For another example of a different in how people perceive and think, some people can visualize an object in their mind almost as if they're looking at it, but other people can only know and describe what it looks like without bringing a visual of it into their head.

With the benefit of the all-caps, I can glance at this and immediately see much of the structure of the template. Without all-caps, I'd have to work harder to find all the pattern variables, and the structure would be obscured.

For a bit kludgy practical matter, as I'm quickly looking at pieces of code in a template, with all-caps, I can look at a fragment of code in isolation and know what are and aren't pattern variables. Without that, I have to go read the top of the template clause (and read through any syntactic scopes of `let-syntax`) and get that in my head, until I get to the fragment of code I originally wanted to look at.

IDE support can make this unnecessary, with a hypothetical great IDE, with familiar syntax coloring.
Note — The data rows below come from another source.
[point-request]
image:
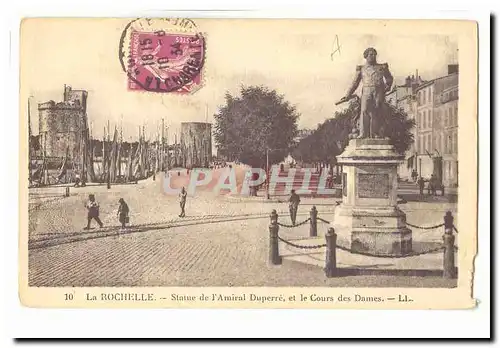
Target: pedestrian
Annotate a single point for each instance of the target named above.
(421, 184)
(93, 211)
(293, 206)
(182, 201)
(122, 213)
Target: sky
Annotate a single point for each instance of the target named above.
(310, 62)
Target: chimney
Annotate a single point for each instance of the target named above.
(452, 69)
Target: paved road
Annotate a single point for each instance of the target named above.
(198, 251)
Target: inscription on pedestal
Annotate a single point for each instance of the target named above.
(373, 185)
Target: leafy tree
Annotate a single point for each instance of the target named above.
(257, 120)
(332, 136)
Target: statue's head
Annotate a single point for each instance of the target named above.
(370, 55)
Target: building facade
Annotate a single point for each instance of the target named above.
(434, 107)
(196, 144)
(62, 126)
(436, 128)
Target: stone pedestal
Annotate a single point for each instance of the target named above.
(369, 218)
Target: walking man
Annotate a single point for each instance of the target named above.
(293, 206)
(182, 201)
(93, 212)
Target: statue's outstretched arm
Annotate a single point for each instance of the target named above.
(355, 83)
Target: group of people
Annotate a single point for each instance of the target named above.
(123, 210)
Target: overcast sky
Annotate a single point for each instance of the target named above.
(294, 57)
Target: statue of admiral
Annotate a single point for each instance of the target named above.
(377, 81)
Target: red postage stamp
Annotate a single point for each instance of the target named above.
(165, 62)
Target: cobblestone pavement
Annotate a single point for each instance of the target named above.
(205, 249)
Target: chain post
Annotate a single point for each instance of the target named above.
(449, 247)
(313, 230)
(331, 253)
(274, 252)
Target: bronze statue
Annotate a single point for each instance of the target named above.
(377, 81)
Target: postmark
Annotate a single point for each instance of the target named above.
(162, 55)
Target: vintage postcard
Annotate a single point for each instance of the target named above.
(248, 163)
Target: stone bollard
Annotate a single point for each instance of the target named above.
(331, 253)
(449, 247)
(274, 251)
(313, 231)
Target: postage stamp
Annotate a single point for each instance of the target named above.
(322, 164)
(162, 60)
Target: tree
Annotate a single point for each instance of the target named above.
(332, 136)
(258, 120)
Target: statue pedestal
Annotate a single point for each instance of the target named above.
(369, 219)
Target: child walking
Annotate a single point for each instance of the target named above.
(123, 212)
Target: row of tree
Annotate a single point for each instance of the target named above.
(260, 123)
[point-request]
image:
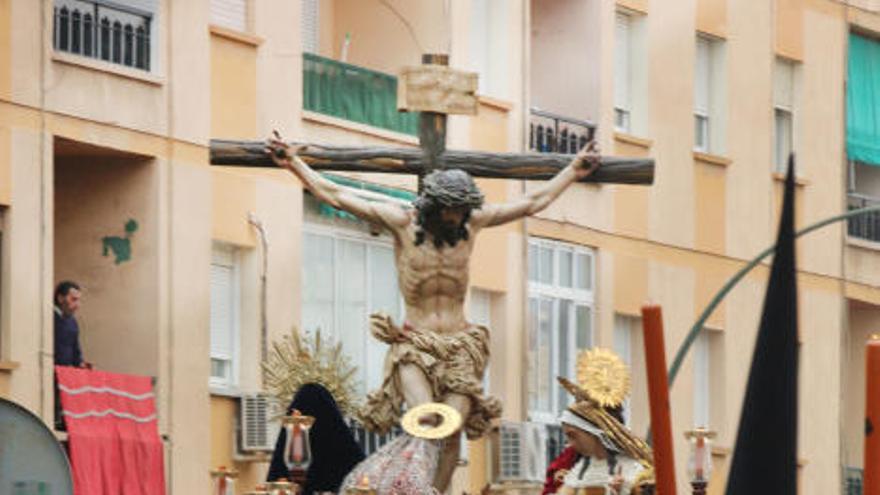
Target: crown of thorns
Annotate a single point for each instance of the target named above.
(451, 188)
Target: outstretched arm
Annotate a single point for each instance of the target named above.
(386, 214)
(583, 164)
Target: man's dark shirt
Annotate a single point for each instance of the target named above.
(67, 351)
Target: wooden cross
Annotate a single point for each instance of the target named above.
(436, 91)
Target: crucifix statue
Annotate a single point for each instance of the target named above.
(435, 354)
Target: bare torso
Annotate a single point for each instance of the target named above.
(433, 281)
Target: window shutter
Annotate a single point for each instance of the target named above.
(702, 76)
(221, 312)
(622, 62)
(783, 84)
(480, 29)
(222, 302)
(701, 380)
(311, 26)
(230, 14)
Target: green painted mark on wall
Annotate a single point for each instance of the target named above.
(120, 246)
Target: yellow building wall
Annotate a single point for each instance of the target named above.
(711, 207)
(233, 89)
(375, 28)
(789, 40)
(114, 289)
(631, 203)
(5, 48)
(712, 17)
(5, 166)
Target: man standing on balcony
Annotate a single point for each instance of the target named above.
(435, 355)
(67, 349)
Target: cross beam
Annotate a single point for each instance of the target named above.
(520, 166)
(435, 90)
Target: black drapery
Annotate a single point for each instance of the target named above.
(334, 450)
(765, 457)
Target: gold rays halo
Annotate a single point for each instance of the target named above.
(604, 376)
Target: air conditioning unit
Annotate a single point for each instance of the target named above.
(254, 429)
(521, 452)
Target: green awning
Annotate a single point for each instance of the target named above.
(329, 211)
(863, 100)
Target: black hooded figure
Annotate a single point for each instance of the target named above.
(334, 450)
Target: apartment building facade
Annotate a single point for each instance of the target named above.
(108, 107)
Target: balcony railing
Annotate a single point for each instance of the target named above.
(863, 226)
(552, 133)
(103, 30)
(354, 93)
(852, 481)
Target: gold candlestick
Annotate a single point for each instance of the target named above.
(297, 449)
(282, 487)
(223, 480)
(362, 488)
(260, 489)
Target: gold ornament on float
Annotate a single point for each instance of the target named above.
(450, 421)
(603, 376)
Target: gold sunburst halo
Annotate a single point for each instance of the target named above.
(603, 376)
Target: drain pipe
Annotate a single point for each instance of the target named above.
(255, 221)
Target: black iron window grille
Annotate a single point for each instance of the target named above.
(552, 133)
(103, 30)
(865, 226)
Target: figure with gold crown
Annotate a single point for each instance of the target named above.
(603, 457)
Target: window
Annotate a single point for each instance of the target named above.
(623, 72)
(109, 31)
(225, 310)
(347, 275)
(310, 23)
(232, 14)
(560, 320)
(480, 313)
(488, 46)
(624, 328)
(707, 95)
(783, 113)
(708, 363)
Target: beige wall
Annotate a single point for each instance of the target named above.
(565, 34)
(375, 29)
(94, 198)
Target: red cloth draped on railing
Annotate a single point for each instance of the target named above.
(112, 430)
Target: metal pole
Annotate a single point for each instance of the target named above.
(698, 326)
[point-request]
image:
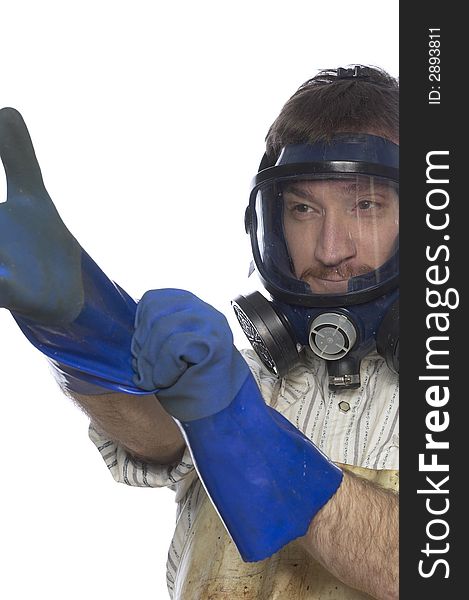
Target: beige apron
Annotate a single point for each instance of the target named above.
(211, 568)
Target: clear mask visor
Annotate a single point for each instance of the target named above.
(327, 235)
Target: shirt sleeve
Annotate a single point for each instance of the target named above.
(127, 469)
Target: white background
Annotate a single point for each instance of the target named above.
(148, 120)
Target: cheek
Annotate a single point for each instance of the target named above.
(376, 247)
(300, 244)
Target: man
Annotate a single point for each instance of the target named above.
(322, 238)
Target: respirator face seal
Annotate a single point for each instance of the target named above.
(324, 229)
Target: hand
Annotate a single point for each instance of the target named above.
(184, 347)
(40, 260)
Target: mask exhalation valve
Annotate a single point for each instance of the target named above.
(332, 336)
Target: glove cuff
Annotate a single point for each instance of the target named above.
(266, 479)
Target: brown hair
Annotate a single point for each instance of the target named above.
(357, 99)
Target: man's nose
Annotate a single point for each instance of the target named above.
(335, 242)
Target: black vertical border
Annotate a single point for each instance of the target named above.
(427, 127)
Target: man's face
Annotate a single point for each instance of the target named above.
(339, 228)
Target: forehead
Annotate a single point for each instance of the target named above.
(343, 186)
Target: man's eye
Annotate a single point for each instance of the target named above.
(367, 204)
(302, 208)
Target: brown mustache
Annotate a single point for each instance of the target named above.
(343, 271)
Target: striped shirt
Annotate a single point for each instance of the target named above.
(354, 427)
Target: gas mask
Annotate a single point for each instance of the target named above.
(324, 228)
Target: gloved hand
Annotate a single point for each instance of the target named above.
(184, 347)
(60, 298)
(266, 479)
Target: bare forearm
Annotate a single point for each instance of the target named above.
(138, 423)
(356, 537)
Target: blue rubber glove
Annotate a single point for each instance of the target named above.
(60, 298)
(266, 479)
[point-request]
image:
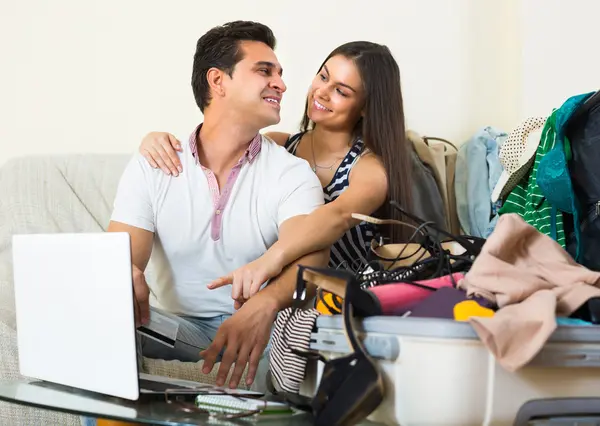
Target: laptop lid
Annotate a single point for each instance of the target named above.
(74, 311)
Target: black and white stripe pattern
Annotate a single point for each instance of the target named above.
(293, 328)
(350, 250)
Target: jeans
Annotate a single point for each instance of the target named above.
(200, 331)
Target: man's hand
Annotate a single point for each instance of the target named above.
(141, 301)
(247, 280)
(245, 336)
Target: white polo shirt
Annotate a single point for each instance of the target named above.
(202, 234)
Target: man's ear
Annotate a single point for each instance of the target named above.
(215, 78)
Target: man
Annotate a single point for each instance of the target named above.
(239, 193)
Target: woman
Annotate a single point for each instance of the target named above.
(353, 136)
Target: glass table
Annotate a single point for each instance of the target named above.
(56, 397)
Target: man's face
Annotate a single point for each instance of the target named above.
(256, 88)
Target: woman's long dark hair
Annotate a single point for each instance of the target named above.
(382, 128)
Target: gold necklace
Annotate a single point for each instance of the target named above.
(316, 166)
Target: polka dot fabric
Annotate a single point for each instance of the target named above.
(518, 152)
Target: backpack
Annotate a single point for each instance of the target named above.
(439, 155)
(583, 133)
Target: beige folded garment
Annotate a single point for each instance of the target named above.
(533, 280)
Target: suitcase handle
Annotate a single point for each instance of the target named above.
(556, 407)
(556, 355)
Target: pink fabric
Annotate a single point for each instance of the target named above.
(399, 296)
(532, 279)
(220, 198)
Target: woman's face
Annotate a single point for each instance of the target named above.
(336, 96)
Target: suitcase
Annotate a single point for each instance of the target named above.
(437, 372)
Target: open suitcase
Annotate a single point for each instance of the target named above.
(437, 372)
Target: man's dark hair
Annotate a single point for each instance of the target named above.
(220, 48)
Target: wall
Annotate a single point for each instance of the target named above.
(90, 76)
(558, 52)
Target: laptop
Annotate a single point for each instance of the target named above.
(75, 317)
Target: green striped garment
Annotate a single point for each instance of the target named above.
(527, 199)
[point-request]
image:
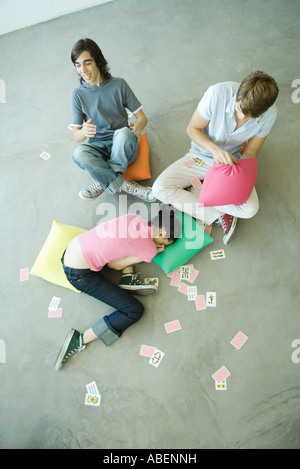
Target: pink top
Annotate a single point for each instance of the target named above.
(128, 235)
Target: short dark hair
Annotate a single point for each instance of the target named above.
(95, 51)
(165, 219)
(257, 92)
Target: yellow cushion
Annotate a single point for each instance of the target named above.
(140, 169)
(47, 264)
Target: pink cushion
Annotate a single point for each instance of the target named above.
(229, 184)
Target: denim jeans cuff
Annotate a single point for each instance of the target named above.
(104, 332)
(115, 185)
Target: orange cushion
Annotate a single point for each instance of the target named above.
(140, 168)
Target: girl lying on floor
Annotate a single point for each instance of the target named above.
(120, 244)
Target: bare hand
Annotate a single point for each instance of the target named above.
(89, 129)
(135, 130)
(224, 157)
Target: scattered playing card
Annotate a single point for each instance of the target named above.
(93, 396)
(185, 272)
(220, 254)
(93, 400)
(196, 183)
(211, 298)
(24, 274)
(54, 303)
(156, 358)
(92, 388)
(172, 326)
(192, 293)
(45, 155)
(222, 386)
(208, 229)
(193, 275)
(183, 288)
(221, 374)
(198, 161)
(176, 279)
(57, 313)
(239, 340)
(147, 350)
(151, 281)
(2, 351)
(200, 302)
(188, 163)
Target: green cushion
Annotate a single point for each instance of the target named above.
(193, 239)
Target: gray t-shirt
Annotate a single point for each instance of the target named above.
(105, 104)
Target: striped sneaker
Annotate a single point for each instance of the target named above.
(73, 343)
(91, 192)
(228, 223)
(134, 284)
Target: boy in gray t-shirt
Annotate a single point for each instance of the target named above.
(99, 112)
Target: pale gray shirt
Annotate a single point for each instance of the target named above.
(218, 106)
(105, 104)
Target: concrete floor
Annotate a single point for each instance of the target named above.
(169, 52)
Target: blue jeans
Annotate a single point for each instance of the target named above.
(128, 309)
(106, 160)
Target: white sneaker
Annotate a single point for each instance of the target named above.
(91, 192)
(133, 188)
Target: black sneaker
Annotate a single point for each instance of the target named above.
(134, 284)
(73, 343)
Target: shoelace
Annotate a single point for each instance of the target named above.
(78, 349)
(138, 190)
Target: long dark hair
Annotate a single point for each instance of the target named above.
(165, 219)
(95, 51)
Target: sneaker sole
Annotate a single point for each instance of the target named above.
(61, 354)
(88, 198)
(230, 233)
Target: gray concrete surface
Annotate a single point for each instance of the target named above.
(169, 52)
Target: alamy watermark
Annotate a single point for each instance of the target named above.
(296, 354)
(296, 94)
(190, 230)
(2, 91)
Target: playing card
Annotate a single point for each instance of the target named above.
(176, 279)
(2, 351)
(172, 326)
(45, 155)
(24, 274)
(92, 399)
(192, 293)
(188, 163)
(193, 275)
(198, 161)
(185, 272)
(211, 299)
(55, 313)
(208, 229)
(200, 302)
(239, 340)
(156, 358)
(151, 281)
(183, 288)
(196, 183)
(147, 350)
(54, 303)
(221, 374)
(173, 272)
(222, 386)
(220, 254)
(92, 388)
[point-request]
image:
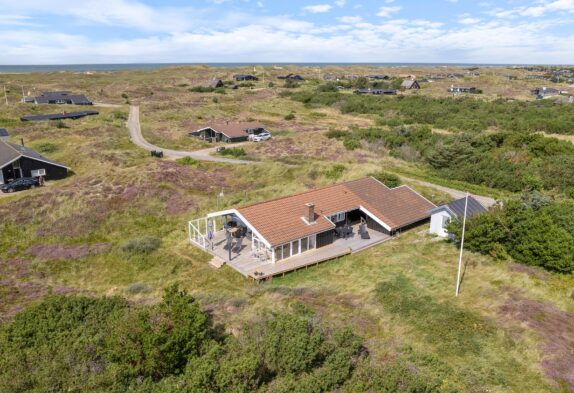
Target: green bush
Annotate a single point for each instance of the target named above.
(187, 161)
(202, 89)
(538, 235)
(352, 144)
(47, 147)
(141, 245)
(388, 179)
(335, 172)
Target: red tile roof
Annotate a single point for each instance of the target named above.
(281, 220)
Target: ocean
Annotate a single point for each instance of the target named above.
(151, 66)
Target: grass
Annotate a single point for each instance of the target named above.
(398, 295)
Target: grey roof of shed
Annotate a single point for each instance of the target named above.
(9, 152)
(457, 207)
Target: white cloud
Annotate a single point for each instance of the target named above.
(185, 35)
(350, 19)
(540, 9)
(469, 21)
(127, 13)
(318, 8)
(386, 12)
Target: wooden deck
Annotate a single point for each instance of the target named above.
(244, 262)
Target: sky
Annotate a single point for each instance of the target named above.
(266, 31)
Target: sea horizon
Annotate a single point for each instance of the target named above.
(114, 67)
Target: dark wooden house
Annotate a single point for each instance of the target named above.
(228, 132)
(245, 77)
(18, 161)
(293, 77)
(216, 83)
(410, 84)
(61, 97)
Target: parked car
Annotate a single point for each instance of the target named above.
(23, 183)
(261, 137)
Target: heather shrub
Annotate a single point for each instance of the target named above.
(141, 245)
But still, if there is one thing that all-caps should be reserved for, it's something like this.

With all-caps, your code can be sensual, and the jolting all-caps bits are look out, potentially arbitrary code gets pasted into here.

mnemenaut•1y ago
https://github.com/rogerturner/scheme-macros/blob/main/examp... shows stepwise development of a trace-let [the `(example: (fn arg) => result)` forms are tests - see check-examples library]
Y_Y
•
1y ago
Since you asked, my objection is both aesthetic and semantic, though I was really referring to the semantic part above.

I think you've hit the nail on the head with this visual vs. verbal distinction.

I can add a few clarifying details. I don't use IDEs as much as basic text editors maybe with highlighting, and I try not to rely on any fancy features. It does worry me that the allcaps use you describe is (afaik) not known to the editor or interpreter, so if you make a mistake or the symbol gets out of sync with its meaning (re: pattern variables) you may have a false signal. Finally I'll say that in the end I can't suggest a good way to treat these special variables, and so maybe I don't get it, or tastes like mine would be better served by a different formalism for macros.